In other words, the scan is aimed at public exposure, not private internal systems.
How often scanning happens
Coalition’s scanning program is effectively continuous, with a full refresh of public IP data approximately every 30 days.
Some ports may be rescanned more frequently based on:
- Threat actor activity
- New zero-day vulnerability announcements
- Security research signals
- Ad hoc risk-driven needs
How the collected data is used by Coalition
Coalition does not market or sell scan data as a commercial product. The data collected by our scanning infrastructure is used for cyber insurance underwriting, surfaced to affected parties through Coalition Control and our risk assessment reports, and made available at no cost to any organization that signs up to Coalition Control(R) to view their own cyber security exposures and vulnerabilities.
Coalition uses collected scan data to help determine:
- What services appear to be exposed externally
- What technologies or devices may be present
- Which exposures are most critical based on current observed cyber attacker behavior
- Where additional enrichment or investigation may be needed to support risk reduction
This same type of external scan data is also used in Coalition Control. Coalition Control continuously scans an organization’s internet-facing systems, combines that data with Coalition’s threat intelligence and claims expertise, and translates it into a view of cyber risk with prioritized cyber security recommendations.
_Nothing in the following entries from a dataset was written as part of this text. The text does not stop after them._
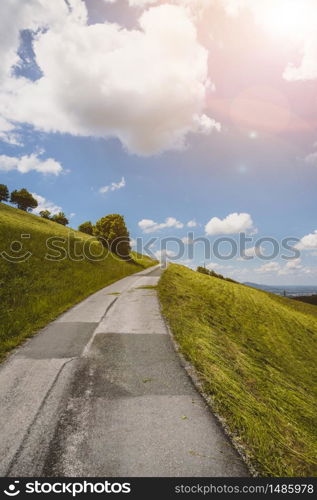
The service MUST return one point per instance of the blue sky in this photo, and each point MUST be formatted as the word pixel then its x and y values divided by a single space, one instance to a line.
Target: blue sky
pixel 259 160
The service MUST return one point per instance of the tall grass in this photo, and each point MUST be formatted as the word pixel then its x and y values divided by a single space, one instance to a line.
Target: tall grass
pixel 256 355
pixel 34 292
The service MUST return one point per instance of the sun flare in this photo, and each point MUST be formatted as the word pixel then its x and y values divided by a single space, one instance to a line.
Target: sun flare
pixel 288 18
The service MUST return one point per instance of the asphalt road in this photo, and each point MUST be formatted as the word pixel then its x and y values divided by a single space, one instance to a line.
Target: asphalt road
pixel 101 392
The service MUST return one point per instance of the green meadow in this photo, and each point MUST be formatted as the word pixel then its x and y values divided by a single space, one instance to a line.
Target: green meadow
pixel 256 356
pixel 35 290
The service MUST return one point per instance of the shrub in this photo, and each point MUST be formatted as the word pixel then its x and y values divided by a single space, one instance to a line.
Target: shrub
pixel 46 214
pixel 23 199
pixel 4 193
pixel 86 227
pixel 112 232
pixel 60 218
In practical terms, that means the information collected by the BinaryEdge scanning technology can help power what a company sees in Coalition Control, including details about its public attack surface, identified vulnerabilities, and related risk context.
Organizations that want to review information about their own company can sign up for free access to Coalition Control. At a high level, the goal is to turn public internet scan data into actionable cyber security insights that can help support prevention efforts and make that information accessible to organizations that want visibility into their own external exposure.
Opt-out / do-not-scan requests
Q. How to be excluded from our scans?
A: Send an email to support@binaryedge.io requesting to be excluded. Include the IP addresses you would like excluded from scans.
Q: How to block our scanners?
A: Our scanners publish reverse DNS entries in the binaryedge.ninja domain, so you can identify our traffic in your logs and firewalls. Full lists of current scanner IP ranges for both IPv4 and IPv6 are also available via API.